Explain, my data is saved to the TXT file, not to analyze what the target data, as long as the entire page to get it, I was saved by appending form.

E.html.contains ("<div id=\" post_list\ ">"); Analysis why not this, I use it results to get no data. It turns out this is the case.

Returned is the HTML element format, through it, the request has not finished, did not obtain the data, certainly does not have. and changed it to the top one. Data can be obtained.
As a result, I only get three pages so three <body> tags, I also test the comparison, the fact is three pages of data.
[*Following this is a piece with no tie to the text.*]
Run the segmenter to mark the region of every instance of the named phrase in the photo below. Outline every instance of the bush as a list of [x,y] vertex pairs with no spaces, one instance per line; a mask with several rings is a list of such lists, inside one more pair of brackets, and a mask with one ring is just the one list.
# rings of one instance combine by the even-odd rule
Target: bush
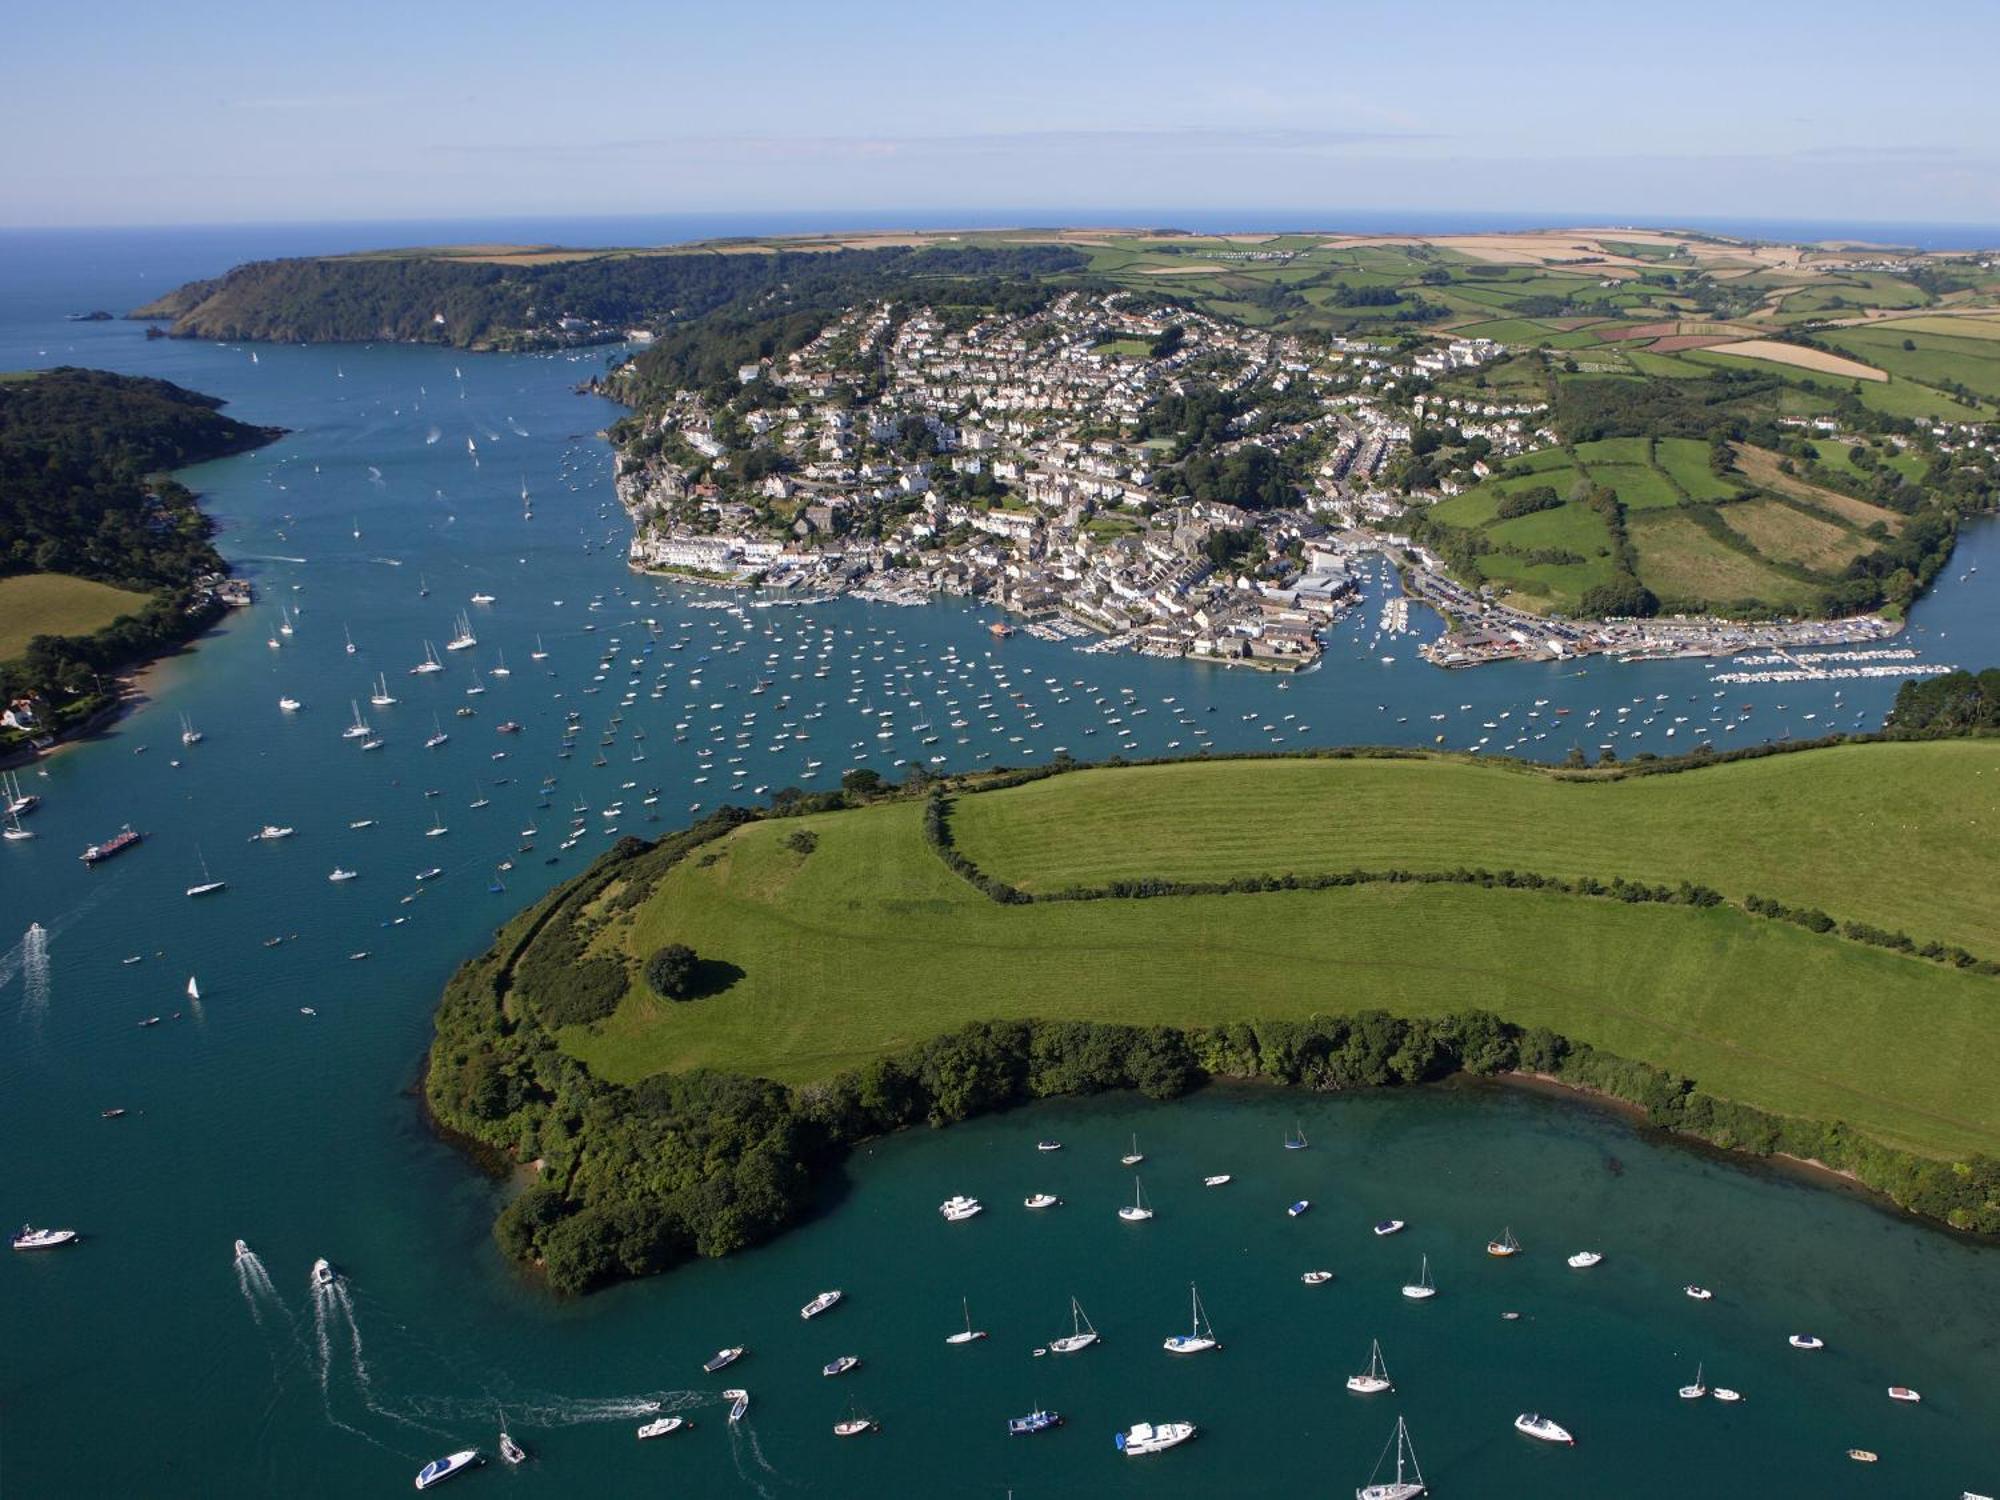
[[669,943],[646,960],[646,983],[663,1000],[685,1000],[694,989],[696,962],[686,943]]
If you still want to get the target data, you can use some HTML parsing classes such as: Jumony,htmlagilitypack.

Well, it's already off duty. The contents are also covered.

Reference:
Http://www.cnblogs.com/rookey/p/5019090.html
Http://www.cnblogs.com/akwwl/p/3240813.html

Data Acquisition Practice Learning II (C #)

Contact Us

The content source of this page is from Internet, which doesn't represent Alibaba Cloud's opinion; products and services mentioned on that page don't have any relationship with Alibaba Cloud. If the content of the page makes you feel confusing, please write us an email, we will handle the problem within 5 days after receiving your email.

If you find any instances of plagiarism from the community, please send an email to: info-contact@alibabacloud.com and provide relevant evidence. A staff member will contact you within 5 working days.

A Free Trial That Lets You Build Big!

Start building with 50+ products and up to 12 months usage for Elastic Compute Service

  • Sales Support

    1 on 1 presale consultation

  • After-Sales Support

    24/7 Technical Support 6 Free Tickets per Quarter Faster Response

  • Alibaba Cloud offers highly flexible support services tailored to meet your exact needs.